It looks pretty good from the paper, and I'd definitely give StringTie a shot, but I've not tested the software yet. However, if you're looking to try out a new tool, I'd also take a look at the Bayesembler (http://genomebiology.com/2014/15/10/501). It seems to have a very nice and principled probabilistic model that it uses to jointly infer what transcripts are present and quantify their abundance.

Bayesembler is nice, and also works with large quantities of data rapidly.

I haven't successfully tried Stringtie yet, think an older version aborted with errors.

Hi folks,
Sorry for bumping an old thread but I am facing this weird output from StringTie and thought you could spot the issue.
I am running StringTie on STAR returned BAM files (I have used the option to insert XS tag in SAM/BAM fields)
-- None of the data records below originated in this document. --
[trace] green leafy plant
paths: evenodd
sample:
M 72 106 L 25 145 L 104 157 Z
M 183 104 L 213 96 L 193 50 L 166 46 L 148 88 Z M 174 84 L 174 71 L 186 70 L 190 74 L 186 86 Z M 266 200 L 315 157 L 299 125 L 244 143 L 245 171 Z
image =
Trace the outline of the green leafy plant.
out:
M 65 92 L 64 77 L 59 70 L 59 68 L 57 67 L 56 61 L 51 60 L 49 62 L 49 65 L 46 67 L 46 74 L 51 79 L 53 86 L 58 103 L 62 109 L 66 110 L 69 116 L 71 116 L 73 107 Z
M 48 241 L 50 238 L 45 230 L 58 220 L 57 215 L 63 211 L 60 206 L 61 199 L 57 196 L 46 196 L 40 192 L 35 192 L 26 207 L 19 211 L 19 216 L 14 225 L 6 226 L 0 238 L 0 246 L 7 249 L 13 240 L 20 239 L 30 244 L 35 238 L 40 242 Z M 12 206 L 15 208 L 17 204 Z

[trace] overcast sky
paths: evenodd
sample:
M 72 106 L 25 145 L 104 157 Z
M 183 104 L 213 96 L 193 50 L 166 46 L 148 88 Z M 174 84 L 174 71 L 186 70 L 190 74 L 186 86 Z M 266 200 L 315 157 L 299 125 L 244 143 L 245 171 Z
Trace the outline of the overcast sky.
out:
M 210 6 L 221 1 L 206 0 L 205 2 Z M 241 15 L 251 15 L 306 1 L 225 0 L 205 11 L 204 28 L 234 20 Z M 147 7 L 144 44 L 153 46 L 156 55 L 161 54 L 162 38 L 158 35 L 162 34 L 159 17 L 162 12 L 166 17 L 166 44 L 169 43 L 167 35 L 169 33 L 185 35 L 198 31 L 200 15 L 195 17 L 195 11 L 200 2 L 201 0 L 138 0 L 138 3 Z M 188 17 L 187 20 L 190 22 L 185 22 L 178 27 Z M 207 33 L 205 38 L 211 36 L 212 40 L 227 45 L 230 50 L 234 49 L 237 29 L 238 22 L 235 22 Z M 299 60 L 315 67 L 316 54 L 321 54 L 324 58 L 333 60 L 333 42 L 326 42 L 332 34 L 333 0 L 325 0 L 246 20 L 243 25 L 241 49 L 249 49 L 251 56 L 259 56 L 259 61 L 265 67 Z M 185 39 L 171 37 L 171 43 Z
I have now run StringTie on 6 samples and in each I have the same scenario -
FPKM value as "inf" or "-nan"

StringTie returns a GTF file and this an example of the 9th col for one transcript -
About 98% of the transcripts have FPKM as "inf" and rest fraction as "-nan"

This is the cmd I am using

I have checked the STAR BAM files and they seem ok: >85% reads with unique alignment.

Any hunches? I am sure I am doing something stupid but can't figure out what.

Also to add, for the same BAM (STAR returned) on which Cufflinks successfully returned FPKM values, StringTie is giving me "Inf" and "-nan"
:-(

hi everyone,
I figured out the stupidity and that was -not reading the manual properly :-(

The Manual page says -


So STAR out BAM files have the HI tag starting from 1 and hence.